Behavioral tests were started three weeks after the lesions. These included assessments of spontaneous locomotor activity; forelimb voluntary movement with the stepping test; anxiety-like behavior with the elevated plus maze, in which increased time spent on an open arm correlates with greater anxiety; social interaction, as indicated by the amount of time spent in active non-aggressive social behavior with another rat; memory through novel object recognition; and amphetamine-induced hyperlocomotion (AIH), used to assess responses to psychostimulants.
All animals (both with and without chronic levodopa exposure) received single acute injections of levodopa (12.5 mg/kg)/benserazide (15 mg/kg) before the elevated plus maze and novel object recognition tests.
Results revealed that, in contrast to preserved motor function, lesioned rats showed a significant memory deficit as well as anxiety-like behavior. Social interaction and AIH were unchanged. These animals also demonstrated a 48% decrease in the number of dopaminergic cells within the substantia nigra, whose extent did not correlate with the memory and anxiety results.
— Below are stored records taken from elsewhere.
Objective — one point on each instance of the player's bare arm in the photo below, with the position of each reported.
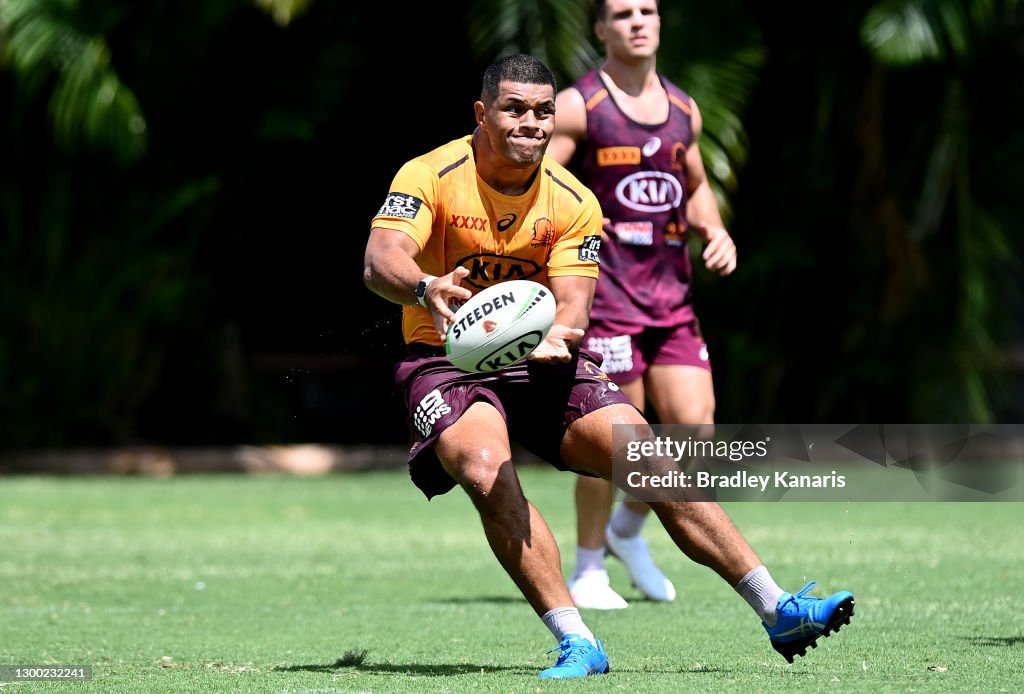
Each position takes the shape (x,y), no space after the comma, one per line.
(572,298)
(702,214)
(389,269)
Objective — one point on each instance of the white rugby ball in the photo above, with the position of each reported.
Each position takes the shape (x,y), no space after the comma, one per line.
(500,326)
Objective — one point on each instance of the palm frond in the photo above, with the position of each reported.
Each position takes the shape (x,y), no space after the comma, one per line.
(88,104)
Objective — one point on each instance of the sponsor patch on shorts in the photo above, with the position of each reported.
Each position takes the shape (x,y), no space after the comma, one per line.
(590,249)
(431,408)
(617,352)
(400,205)
(635,233)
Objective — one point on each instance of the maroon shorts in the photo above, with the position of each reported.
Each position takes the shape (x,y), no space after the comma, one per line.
(630,350)
(539,401)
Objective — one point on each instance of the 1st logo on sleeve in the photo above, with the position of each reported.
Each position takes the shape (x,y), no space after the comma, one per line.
(400,205)
(590,249)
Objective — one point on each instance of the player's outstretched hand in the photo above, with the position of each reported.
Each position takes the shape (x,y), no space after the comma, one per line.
(720,253)
(556,346)
(439,295)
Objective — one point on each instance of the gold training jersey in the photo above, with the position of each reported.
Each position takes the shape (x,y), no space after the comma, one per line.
(457,219)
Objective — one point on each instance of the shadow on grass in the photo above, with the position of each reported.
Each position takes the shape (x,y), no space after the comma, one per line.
(496,600)
(995,641)
(437,669)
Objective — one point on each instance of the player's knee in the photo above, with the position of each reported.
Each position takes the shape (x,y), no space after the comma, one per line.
(480,471)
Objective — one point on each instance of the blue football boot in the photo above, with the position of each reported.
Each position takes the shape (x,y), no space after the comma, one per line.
(578,659)
(802,620)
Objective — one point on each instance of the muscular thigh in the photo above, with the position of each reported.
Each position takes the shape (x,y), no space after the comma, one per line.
(681,394)
(475,446)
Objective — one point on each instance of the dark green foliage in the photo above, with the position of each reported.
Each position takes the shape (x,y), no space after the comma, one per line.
(182,202)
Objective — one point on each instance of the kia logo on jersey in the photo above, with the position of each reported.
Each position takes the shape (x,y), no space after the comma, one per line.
(487,268)
(649,191)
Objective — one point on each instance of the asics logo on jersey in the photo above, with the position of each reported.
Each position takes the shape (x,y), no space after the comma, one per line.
(467,222)
(487,268)
(649,191)
(505,222)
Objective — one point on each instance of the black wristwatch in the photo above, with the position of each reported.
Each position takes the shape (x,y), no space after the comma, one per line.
(421,290)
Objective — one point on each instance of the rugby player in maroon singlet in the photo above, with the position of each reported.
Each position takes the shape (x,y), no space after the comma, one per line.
(631,136)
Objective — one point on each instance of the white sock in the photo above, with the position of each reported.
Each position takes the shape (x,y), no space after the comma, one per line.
(588,561)
(626,522)
(761,592)
(562,620)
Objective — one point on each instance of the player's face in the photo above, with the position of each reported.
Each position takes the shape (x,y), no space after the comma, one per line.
(630,29)
(518,123)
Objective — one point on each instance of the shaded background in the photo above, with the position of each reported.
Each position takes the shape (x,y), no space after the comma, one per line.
(185,193)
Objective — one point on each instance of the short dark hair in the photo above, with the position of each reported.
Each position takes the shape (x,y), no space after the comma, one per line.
(601,5)
(518,68)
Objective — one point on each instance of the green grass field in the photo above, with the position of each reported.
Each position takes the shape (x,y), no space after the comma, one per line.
(274,583)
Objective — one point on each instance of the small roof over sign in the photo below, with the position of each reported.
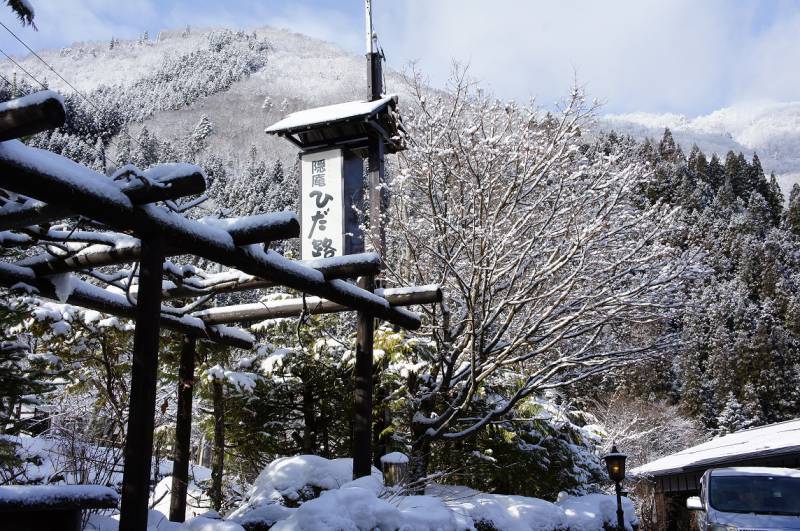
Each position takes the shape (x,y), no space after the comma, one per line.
(344,124)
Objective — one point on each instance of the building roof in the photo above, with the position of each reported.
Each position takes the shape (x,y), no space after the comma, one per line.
(344,124)
(766,441)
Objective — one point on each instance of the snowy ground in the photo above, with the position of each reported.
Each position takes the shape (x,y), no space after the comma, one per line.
(311,493)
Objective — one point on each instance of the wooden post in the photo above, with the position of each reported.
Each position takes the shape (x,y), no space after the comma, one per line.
(362,391)
(141,417)
(183,431)
(218,461)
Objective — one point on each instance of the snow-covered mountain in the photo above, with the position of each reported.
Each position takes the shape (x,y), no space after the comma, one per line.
(298,72)
(771,129)
(301,72)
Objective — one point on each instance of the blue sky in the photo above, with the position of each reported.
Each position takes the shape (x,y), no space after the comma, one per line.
(685,56)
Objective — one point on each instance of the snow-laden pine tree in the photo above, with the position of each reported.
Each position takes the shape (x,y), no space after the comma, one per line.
(732,418)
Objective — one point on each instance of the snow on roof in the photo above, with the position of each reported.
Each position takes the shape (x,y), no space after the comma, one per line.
(756,471)
(775,439)
(15,497)
(329,114)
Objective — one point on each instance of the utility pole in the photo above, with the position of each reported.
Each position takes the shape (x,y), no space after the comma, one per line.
(362,392)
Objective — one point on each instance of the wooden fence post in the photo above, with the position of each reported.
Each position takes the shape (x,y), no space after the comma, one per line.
(183,431)
(141,416)
(362,391)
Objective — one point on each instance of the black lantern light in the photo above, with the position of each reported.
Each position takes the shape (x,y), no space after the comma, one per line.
(615,464)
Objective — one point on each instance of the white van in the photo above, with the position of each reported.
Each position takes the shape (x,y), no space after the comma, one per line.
(748,499)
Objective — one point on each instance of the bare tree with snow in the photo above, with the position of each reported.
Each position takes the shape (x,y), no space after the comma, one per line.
(553,270)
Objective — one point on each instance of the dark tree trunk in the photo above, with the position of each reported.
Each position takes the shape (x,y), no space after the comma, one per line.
(183,431)
(217,466)
(309,421)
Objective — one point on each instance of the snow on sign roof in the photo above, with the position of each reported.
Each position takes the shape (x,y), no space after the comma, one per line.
(340,112)
(775,439)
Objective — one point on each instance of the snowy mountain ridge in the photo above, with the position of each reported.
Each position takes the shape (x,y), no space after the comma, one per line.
(769,128)
(302,72)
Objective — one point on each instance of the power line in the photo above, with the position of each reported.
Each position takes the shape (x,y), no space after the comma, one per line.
(81,94)
(22,68)
(90,102)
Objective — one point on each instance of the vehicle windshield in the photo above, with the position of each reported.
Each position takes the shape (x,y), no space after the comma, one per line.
(755,494)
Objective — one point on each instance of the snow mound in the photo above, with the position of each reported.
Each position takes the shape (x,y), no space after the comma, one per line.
(364,504)
(289,481)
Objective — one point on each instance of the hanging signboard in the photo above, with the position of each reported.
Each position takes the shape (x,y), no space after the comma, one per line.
(321,205)
(331,199)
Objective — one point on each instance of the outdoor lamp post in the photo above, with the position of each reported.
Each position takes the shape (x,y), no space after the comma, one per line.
(615,463)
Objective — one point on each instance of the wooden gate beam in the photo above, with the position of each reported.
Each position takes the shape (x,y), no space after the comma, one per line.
(166,182)
(55,179)
(95,298)
(294,307)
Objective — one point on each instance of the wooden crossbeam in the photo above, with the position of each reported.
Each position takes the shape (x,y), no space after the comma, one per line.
(57,180)
(266,227)
(261,311)
(95,298)
(354,266)
(167,182)
(31,114)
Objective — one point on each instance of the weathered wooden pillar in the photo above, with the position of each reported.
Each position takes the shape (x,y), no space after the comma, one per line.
(362,391)
(183,431)
(141,416)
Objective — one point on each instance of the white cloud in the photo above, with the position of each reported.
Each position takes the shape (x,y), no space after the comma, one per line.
(682,55)
(647,55)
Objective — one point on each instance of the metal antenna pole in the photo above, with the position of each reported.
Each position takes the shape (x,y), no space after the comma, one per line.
(363,384)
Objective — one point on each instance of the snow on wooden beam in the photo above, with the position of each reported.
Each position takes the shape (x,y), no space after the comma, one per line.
(351,266)
(57,180)
(163,182)
(248,313)
(72,290)
(31,114)
(259,228)
(248,230)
Researchers found that a single injection of levodopa/benserazide reversed the memory deficit, but not the anxiety-like behavior. According to the scientists, this suggests that dopaminergic pathways “were less directly involved in lesion-induced anxiety-like behavior.”
Chronic administration of levodopa did not change the results seen in lesioned rats (not chronically exposed), which was contrary to the team’s hypothesis. The investigators attributed this finding to having induced a partial lesion. Studies in more severely injured animals and with longer administrations of levodopa would be of interest, they believe.
The results in the memory test indicate “a not previously clearly identified critical role in cognition for the [substantia nigra],” and illustrate “the critical role of [dopamine] in this behavioural outcome,” the researchers wrote.
According to the team, the findings are in accordance “with clinical data suggesting that a panel of non-motor impairment including cognitive deficit and anxiety may be used as prodromal (early) markers of early stages of [Parkinson’s].”